Phœbé Marks saisit les mains de milady dans les siennes et les serra convulsivement.

« Milady, ma bonne et excellente maîtresse, s’écria-t-elle avec impétuosité. N’essayez pas de me contrarier en ceci ; ne me demandez pas de le contrarier. Je vous dis que je dois l’épouser. Vous ne savez pas ce qu’il est ; il travaillera à ma ruine et à la ruine des autres si je manque à ma parole. Je dois l’épouser !
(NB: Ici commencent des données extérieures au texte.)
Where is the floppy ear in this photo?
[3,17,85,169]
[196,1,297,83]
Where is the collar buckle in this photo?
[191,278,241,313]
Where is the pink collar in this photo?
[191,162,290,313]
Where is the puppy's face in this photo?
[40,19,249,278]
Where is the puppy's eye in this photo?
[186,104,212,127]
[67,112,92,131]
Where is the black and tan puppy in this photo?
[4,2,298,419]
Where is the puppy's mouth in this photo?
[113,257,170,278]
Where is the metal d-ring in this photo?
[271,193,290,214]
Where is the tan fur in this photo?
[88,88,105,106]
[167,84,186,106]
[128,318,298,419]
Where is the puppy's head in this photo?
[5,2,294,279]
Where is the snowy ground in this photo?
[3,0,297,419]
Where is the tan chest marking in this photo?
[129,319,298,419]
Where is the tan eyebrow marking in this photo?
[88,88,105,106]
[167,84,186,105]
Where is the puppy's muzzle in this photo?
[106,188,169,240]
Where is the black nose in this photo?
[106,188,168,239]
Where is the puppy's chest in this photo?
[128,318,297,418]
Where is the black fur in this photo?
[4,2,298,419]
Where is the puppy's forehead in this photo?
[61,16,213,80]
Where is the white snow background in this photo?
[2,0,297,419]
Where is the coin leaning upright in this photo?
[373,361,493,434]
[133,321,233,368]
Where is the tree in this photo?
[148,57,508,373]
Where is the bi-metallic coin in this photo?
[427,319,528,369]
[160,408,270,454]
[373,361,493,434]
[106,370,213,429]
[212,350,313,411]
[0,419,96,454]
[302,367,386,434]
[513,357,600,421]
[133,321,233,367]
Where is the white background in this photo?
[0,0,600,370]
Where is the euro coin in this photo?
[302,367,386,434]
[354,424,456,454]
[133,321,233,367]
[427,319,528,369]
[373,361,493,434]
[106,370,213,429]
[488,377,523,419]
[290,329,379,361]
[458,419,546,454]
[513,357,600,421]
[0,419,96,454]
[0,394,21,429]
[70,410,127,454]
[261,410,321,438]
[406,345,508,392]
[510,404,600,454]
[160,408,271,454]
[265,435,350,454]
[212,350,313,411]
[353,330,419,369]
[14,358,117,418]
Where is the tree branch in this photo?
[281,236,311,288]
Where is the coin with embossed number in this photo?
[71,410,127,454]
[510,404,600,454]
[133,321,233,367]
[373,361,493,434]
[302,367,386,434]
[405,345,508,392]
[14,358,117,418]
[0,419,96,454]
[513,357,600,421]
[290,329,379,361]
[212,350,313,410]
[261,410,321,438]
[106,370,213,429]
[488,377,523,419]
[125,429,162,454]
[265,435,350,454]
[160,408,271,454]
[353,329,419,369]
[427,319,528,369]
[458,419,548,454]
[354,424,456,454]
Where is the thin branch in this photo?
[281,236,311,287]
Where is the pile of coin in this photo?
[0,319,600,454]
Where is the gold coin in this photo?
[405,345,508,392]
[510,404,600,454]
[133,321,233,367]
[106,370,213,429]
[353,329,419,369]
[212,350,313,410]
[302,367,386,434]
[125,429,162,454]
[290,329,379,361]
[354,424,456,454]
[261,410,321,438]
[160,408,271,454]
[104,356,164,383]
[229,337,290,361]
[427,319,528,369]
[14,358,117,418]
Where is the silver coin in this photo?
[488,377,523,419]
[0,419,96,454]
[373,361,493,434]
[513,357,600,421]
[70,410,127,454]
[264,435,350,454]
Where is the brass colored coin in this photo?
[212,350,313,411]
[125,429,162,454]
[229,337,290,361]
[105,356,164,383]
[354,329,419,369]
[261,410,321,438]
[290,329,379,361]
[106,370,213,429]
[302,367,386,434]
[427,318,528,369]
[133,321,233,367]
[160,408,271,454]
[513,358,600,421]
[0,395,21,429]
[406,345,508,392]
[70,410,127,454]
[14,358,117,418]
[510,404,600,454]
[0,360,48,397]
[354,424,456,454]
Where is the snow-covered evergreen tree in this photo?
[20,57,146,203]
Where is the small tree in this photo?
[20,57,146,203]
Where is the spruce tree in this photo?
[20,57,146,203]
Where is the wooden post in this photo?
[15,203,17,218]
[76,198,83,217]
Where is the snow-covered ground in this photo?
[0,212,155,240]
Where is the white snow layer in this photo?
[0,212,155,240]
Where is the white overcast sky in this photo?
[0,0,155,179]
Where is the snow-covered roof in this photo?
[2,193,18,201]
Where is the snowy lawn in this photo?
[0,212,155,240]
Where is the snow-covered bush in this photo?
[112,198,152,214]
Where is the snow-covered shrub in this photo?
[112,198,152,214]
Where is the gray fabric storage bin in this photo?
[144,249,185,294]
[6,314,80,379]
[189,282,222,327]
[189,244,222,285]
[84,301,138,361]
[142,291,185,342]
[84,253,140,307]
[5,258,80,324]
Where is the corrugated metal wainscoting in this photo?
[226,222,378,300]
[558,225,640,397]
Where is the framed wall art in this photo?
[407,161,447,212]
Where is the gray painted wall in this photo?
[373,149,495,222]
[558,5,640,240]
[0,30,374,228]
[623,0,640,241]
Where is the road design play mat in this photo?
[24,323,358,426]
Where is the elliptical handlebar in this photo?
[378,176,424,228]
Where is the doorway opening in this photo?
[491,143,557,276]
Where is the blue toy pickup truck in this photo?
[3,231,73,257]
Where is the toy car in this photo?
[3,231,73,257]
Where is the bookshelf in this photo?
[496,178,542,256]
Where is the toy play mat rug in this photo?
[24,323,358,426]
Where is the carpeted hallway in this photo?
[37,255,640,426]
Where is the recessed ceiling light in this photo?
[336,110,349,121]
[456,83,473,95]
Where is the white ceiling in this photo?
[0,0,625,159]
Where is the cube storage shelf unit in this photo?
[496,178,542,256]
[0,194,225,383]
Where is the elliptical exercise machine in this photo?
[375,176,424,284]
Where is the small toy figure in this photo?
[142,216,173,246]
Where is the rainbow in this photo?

— Très-bien alors, Phœbé, répondit sa maîtresse. Je ne peux m’y opposer. Il doit y avoir quelque secret au fond de tout ceci.

— Il y en a un, milady, dit la jeune fille, le visage détourné de celui de Lucy.

— Je serai très-fâchée de te perdre ; mais j’ai promis d’être ton amie en toutes choses. Que veut faire ton cousin pour vivre quand vous serez mariés ?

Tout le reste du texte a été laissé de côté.